My math friend once told me that I didn’t know what integration was until I took measure theory. “Measure theory?” I asked, perplexed – “what does functions on sets have to do with integration?” Turns out, assigning a “mass” to each set and then integrating sideways generalizes the notion of an integral on the real line.
In the same vein, you don’t know what a derivative is until you’ve slogged through a bit of differential geometry.

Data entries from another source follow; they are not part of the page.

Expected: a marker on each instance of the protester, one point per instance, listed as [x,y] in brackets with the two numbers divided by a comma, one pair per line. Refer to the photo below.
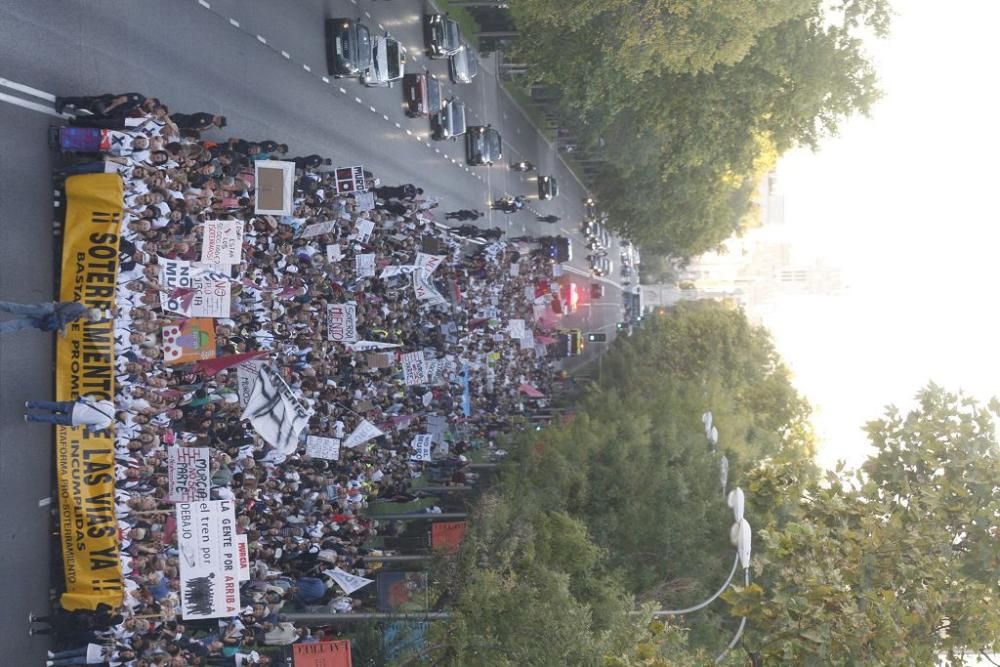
[93,413]
[302,515]
[47,316]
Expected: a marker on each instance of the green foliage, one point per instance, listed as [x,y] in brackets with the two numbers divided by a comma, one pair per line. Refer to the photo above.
[687,95]
[623,503]
[897,564]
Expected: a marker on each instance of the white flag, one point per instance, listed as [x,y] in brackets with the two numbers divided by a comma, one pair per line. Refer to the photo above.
[347,581]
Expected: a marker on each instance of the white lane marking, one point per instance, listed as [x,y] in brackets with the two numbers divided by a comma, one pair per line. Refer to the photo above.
[34,106]
[20,87]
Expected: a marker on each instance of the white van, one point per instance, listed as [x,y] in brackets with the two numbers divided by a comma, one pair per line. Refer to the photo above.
[388,62]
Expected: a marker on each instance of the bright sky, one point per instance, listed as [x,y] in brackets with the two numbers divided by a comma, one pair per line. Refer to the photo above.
[906,204]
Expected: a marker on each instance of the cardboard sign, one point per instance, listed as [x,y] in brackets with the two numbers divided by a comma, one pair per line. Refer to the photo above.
[365,229]
[364,201]
[428,262]
[414,368]
[222,242]
[322,654]
[246,378]
[192,291]
[190,340]
[350,179]
[362,433]
[515,328]
[243,557]
[273,187]
[421,446]
[364,265]
[323,448]
[318,229]
[188,474]
[342,323]
[206,542]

I think everyone a priori is aware that something fishy is going on with how differential geometry works – for me, I used to enjoy going down wikipedia rabbit holes about advanced topics in physics and math, just to marvel at the fact that there are individuals alive who can understand and parse through all this. On one of these nights, I couldn’t help but notice that a lot of the equations used in General Relativity use the partial derivative of… nothing? Here’s just one example (this is the definition of the (affine) connection coefficients on a manifold):
$$
\nabla_{\partial_i} \partial_j = \Gamma^{k}_{ij} \, \partial_k.
$$
The gradient of a partial derivative? And what is a subscript partial derivative? I had to know – what in the world could the gradient of a partial derivative equalling something times the partial derivative of nothing have to do with how gravity works?
A manifold \( M \) of dimension \( m \) is a topological space together with a local homeomorphism \( \varphi : M \to \mathbb{R}^m \) – for the uninitiated, this means that a manifold is a surface that looks flat if you zoom in enough. Many new students of differential geometry focus their attention on the “flatness” because the word “homeomorphism” is new to them, when really they should be focusing on the “topological”-ness – its great and all that \( M \) is locally flat, but what differentiates the study of manifolds from the study of surfaces is that when you are on a manifold, that is all you are allowed to consider. There is no “outside” the manifold, no “inside” – in fact, its a topological space – there is no coordinate frame to tell you where you even are on the manifold (all you know is what subsets of the manifold are open or closed). This is quite limiting and frustrating, especially when you want to start defining tangent vectors on \( M \).
The problem is a little more subtle than it seems at first, because we have become so used to thinking of tangent lines and planes of surfaces as spaces that touch the surface at a point and (locally) one point only. But when you can only consider points on the manifold, this picture falls apart, because there is no notion of “away from” the surface, and so vectors in a tangent plane of a surface would have to leave the surface, without being allowed to think ab what “leaving” it means.. Hang on, what does it mean for a vector to “leave” the manifold anyways? Vectors are arrows with a direction and magnitude, but neither of these are tangible, concrete properties (like mass, or color would be), so how are we even saying the vector is “leaving” the manifold?
Maybe your first reaction (like mine) was to say, ok, lets define a tangent vector as the time derivative of a curve whose image is in the manifold. But this doesn’t address the problem: a derivative at a point is a local linear approximation – away from the point at which you are differentiating, your vector no longer is “on” the manifold – unless the manifold is globally flat it necessarily has to leave it, whatever that means.
In multivariable calculus we learn that vectors are always anchored at the origin but we can “imagine” them to be anchored at other places in \( \mathbb{R}^3 \) so that they represent different things (like velocity or acceleration of a particle). What my professor (shoutout prof. Youngren, one of the finest lecturers I’ve ever had) at the time was trying to get at is that at each point in space, we imagine a tangent vector as living in a copy of \( \mathbb{R}^3 \) that exists alongside our position vector, in another universe completely separate from ours. In differential geometry, we take this concept and we run with it – we say that a tangent vector is an element of a copy of (in a space linearly isomorphic to) \( \mathbb{R}^m \) that exists in a sort of parallel universe to our own.